MILWAUKEE (The Blaze/AP) — An 80-year-old woman who had never flown a plane had to take over the controls of the small aircraft after her husband became unconscious earlier this week. She spoke to aviation officials with remarkable calmness as they guided her to the ground, according to an audio recording released Wednesday, and made a relatively successful landing in an extremely stressful situation.
Helen Collins can be heard saying repeatedly that she's low on fuel and needs to land quickly.
"You better get me in there pretty soon," Collins says matter-of-factly. "I don't know how long I'm going to have gas."
The 45-minute recording released by the Door County Sheriff's Department reveals a woman who sounds perfectly in control, even though she didn't have a pilot's license and knew her 81-year-old husband had just died. ABC News reports Collins's son Richard saying when his mother recounted the events said she had touched his father's hand and knew he had passed away. Even in this tough time, Richard said the family is "so proud of her."
In the recording, Collins occasionally conveys a sense of urgency, but always in a strong steady voice that doesn't hint at any fear.
Watch the AP report:
Collins made national news Monday after her successful landing, in which she suffered a cracked rib and back injury.
Her husband, John Collins, had an apparent heart attack less than 10 minutes before he planned to land at Cherryland Airport in Sturgeon Bay, about 150 miles north of Milwaukee, said James Collins, the couple's son.

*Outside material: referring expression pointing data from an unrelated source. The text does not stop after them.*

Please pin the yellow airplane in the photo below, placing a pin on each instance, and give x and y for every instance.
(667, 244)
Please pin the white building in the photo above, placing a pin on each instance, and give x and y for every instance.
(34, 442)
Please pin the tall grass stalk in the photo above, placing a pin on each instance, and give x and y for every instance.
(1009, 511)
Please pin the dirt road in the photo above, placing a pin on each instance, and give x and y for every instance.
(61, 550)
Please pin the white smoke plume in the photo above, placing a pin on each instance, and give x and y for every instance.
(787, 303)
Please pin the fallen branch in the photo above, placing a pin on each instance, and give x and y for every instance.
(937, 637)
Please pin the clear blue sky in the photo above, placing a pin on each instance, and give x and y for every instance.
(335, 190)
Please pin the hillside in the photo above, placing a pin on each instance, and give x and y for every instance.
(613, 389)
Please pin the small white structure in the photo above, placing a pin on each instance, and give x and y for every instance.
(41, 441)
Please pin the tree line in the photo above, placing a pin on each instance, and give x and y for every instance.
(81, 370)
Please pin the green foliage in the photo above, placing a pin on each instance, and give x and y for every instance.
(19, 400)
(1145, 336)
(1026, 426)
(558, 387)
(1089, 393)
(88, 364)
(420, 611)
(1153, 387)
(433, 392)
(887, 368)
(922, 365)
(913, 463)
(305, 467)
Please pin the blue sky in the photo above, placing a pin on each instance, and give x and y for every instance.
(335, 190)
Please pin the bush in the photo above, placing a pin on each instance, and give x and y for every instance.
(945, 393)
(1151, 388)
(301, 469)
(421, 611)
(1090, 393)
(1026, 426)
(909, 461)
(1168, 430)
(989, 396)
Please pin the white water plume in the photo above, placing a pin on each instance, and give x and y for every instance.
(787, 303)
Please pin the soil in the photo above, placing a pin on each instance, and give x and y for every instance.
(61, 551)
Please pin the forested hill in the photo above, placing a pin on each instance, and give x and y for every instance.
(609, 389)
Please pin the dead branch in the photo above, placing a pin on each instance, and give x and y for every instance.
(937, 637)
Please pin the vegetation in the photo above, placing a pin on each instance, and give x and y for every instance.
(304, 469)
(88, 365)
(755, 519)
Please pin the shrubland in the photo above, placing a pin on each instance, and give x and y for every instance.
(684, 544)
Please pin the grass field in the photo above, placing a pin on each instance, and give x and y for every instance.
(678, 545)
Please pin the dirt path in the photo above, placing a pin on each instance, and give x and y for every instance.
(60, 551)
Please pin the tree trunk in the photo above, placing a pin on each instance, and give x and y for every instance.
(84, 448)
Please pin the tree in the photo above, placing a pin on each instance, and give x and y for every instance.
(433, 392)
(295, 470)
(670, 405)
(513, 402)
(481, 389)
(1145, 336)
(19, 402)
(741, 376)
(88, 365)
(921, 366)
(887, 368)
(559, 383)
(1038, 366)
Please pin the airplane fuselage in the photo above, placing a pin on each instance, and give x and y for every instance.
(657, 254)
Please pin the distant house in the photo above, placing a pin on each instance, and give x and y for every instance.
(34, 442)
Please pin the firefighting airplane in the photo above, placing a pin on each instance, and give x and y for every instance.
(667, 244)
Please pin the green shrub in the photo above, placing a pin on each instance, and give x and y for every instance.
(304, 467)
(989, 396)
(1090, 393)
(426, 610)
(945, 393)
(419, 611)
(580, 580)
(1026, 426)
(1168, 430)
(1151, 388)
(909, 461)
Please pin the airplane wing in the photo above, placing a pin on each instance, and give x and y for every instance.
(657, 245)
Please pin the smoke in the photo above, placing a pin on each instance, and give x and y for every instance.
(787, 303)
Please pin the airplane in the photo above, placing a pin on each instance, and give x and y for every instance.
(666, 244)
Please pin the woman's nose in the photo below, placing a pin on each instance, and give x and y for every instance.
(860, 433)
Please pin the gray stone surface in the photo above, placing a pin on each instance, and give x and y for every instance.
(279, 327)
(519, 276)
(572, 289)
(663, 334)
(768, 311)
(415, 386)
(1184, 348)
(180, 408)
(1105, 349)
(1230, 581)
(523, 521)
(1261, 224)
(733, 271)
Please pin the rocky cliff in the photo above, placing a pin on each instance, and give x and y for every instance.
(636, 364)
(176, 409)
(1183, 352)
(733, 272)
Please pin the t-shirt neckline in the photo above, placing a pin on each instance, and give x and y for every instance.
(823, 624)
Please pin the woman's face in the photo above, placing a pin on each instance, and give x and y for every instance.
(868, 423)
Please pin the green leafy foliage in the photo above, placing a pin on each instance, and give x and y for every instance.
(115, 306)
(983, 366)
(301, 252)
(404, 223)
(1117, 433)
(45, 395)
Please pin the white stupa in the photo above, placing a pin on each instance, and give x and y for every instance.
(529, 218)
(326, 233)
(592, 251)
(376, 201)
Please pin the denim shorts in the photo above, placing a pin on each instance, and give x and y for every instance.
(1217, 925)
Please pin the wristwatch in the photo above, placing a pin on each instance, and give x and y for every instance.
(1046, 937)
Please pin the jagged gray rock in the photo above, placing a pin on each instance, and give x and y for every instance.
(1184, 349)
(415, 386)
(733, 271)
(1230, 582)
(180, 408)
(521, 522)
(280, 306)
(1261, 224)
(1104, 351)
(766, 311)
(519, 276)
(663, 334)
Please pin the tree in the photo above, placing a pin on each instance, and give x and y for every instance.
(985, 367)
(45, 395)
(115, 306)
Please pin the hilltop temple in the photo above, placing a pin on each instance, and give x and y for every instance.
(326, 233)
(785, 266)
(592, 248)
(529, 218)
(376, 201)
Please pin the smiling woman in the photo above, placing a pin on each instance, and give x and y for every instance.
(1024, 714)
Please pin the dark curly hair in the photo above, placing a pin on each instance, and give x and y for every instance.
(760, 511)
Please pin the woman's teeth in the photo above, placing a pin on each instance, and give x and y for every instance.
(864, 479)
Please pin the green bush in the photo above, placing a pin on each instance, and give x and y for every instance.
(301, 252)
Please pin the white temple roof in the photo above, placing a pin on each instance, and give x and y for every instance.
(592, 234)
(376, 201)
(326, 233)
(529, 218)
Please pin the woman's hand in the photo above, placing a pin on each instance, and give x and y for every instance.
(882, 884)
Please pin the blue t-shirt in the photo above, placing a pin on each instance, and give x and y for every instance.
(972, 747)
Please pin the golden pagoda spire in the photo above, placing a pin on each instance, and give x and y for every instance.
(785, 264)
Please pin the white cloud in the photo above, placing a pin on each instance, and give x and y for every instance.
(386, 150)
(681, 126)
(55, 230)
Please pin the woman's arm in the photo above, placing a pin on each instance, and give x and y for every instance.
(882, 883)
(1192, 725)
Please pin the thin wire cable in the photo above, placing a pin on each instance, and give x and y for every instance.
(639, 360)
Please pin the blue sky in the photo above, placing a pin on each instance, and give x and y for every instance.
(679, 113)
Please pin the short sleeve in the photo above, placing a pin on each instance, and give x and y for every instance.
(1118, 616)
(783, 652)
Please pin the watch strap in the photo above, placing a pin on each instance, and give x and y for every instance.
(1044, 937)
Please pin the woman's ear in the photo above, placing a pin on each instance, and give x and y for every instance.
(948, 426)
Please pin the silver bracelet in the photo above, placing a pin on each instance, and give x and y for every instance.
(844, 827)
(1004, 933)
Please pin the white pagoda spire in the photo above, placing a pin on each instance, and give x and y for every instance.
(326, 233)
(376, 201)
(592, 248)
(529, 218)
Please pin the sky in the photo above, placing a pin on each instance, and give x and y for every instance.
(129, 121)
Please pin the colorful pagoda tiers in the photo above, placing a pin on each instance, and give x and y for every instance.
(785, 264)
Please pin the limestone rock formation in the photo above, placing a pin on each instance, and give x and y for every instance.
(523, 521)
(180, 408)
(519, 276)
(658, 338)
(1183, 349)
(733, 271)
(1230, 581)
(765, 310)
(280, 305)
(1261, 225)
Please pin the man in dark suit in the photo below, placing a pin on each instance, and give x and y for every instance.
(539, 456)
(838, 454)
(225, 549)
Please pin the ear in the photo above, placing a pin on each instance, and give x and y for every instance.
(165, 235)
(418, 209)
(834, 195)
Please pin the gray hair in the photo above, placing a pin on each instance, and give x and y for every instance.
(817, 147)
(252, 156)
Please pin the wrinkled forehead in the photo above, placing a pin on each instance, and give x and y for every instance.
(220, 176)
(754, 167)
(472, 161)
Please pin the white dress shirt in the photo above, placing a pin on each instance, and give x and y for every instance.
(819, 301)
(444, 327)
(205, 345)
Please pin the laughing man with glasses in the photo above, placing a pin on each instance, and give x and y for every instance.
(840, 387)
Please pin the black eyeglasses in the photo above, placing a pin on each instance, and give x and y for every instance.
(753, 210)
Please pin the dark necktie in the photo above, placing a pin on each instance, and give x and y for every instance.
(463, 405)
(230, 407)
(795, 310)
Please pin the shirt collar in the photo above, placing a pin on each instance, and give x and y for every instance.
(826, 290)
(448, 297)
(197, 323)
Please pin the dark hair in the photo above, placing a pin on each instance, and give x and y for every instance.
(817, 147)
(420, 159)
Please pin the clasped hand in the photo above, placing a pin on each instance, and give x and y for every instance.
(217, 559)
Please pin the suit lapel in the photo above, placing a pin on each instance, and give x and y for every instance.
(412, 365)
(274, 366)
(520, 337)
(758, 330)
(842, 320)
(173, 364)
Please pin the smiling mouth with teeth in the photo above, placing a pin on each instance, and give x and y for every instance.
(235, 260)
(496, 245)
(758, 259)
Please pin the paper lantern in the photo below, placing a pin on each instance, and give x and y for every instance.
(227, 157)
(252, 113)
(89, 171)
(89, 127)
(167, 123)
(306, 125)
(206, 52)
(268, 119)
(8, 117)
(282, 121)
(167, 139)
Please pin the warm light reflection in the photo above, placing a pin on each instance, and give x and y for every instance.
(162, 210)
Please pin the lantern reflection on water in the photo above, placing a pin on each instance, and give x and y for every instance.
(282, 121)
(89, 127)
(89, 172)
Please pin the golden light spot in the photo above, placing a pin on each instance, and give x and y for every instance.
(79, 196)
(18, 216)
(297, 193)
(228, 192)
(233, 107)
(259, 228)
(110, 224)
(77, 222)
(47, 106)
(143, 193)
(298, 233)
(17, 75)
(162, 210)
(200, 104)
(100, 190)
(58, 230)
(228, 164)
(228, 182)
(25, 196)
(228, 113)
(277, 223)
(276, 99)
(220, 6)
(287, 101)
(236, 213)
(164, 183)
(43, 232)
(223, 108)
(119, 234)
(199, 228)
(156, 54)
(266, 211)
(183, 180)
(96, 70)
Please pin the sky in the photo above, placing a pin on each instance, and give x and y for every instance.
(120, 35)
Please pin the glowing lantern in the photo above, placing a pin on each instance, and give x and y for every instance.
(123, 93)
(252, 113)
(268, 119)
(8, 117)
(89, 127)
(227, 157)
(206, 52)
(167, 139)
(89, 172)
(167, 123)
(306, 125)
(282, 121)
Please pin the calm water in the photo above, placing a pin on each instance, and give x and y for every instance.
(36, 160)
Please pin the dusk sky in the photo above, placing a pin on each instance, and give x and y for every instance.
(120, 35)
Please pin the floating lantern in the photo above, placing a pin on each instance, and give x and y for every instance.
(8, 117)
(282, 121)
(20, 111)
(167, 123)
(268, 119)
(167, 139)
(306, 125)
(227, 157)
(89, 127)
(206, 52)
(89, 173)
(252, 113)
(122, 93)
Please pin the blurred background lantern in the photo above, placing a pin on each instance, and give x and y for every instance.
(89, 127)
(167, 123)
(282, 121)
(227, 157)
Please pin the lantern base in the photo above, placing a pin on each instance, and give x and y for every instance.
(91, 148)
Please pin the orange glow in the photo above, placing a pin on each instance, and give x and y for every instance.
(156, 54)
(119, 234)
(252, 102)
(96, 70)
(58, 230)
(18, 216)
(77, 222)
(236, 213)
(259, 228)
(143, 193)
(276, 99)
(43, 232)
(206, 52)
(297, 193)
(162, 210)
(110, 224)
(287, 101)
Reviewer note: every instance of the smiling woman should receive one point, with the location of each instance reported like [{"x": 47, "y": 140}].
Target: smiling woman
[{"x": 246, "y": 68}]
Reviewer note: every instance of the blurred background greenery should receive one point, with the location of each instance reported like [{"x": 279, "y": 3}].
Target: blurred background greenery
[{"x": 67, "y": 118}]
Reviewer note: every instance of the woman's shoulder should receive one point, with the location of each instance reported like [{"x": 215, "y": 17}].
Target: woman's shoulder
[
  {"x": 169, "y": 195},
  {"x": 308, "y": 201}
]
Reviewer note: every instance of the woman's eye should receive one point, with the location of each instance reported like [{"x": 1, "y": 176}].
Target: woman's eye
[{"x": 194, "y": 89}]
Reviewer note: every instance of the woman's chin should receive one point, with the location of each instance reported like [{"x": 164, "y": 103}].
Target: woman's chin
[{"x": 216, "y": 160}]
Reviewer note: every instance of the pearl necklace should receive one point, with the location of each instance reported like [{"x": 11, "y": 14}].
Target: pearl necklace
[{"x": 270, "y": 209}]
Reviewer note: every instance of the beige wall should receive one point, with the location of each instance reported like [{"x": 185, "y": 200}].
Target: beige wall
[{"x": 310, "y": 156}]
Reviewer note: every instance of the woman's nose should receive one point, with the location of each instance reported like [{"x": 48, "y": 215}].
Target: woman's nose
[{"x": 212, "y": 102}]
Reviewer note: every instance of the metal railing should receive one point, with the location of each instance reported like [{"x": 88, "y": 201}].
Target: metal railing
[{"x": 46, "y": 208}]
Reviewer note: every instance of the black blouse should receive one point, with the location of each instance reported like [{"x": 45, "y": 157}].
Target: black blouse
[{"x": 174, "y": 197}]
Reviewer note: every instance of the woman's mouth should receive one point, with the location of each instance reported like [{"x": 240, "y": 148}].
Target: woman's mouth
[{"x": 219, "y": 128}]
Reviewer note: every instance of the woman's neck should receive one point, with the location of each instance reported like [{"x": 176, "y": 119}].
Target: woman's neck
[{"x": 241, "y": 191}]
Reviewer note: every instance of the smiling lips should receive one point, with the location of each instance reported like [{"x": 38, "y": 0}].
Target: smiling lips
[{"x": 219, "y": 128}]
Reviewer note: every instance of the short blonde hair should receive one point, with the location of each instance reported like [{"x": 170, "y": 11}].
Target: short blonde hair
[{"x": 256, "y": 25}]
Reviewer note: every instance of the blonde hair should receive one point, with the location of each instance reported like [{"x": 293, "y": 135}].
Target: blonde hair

On the flight recording Helen Collins doesn't say much about her husband, focusing instead on her location and speed. She tells airport officials she's doing fine but that her fuel is extremely low.
Listen to some of the audio:
As she neared the airport, pilot Robert Vuksanovic scrambled a small plane to join her in the air and guide her to the ground. At one point, Vuksanovic's wife came on the radio to let her know Vuksanovic was on his way.
"It's a hell of a place to be," Collins said of her situation.
"I know, but it sounds like you're doing great," Vuksanovic's wife replies.
Collins had plenty of experience in a small plane, spending hundreds of hours by her husband's side in the air. Although she never got her license, she did get take-off and landing lessons some 30 years ago at her husband's urging in case of just such an emergency, James Collins said.
Vuksanovic can be heard encouraging Collins, telling her she's doing fine and guiding her to adjust her speed and pitch. At one point he confirms that her landing gear is down and says, "Very good. Good, good."
"I don't feel good," Collins replies.
"No, you're doing good," he says.
Vuksanovic stayed by her side as they circled the airport and slowly descended. At one point he asks someone to make sure a road was closed.
"Don't you have any faith in me?" Collins asks.
"I do. I don't trust the drivers on the road," he says.
He positioned his plane behind her Cessna twin-engine plane and they prepared for their final approach. His commands grew more urgent: "Turn left. Turn left. Left turn, Helen, turn left. Bring the nose up. That's it, that's it."
She told him her right engine was out. He told her she was doing fine, then guided her lower.
"Nose down. Nose down. Turn right a little bit. Turn right. Nose down, nose down. Come on, get down. Get down," he said. Then, rapid-fire, almost shouting: "Bring the power back. Power back. Power back. Reduce the power, over. Reduce the power. Nose down, over. Helen, do you read me?"
After a tense second of silence she replies calmly, "I read you."
Her plane bounced hard off the runway, then landed and skidded down the runway about 1,000 feet.
"Great job, Helen, great job," someone says over the radio, with muffled cheers in the background. "Outstanding, Helen."
James Collins said he was grateful he didn't lose both parents that day. He described his mother's actions as unbelievable.
"I think she is a local hero for sure," he said.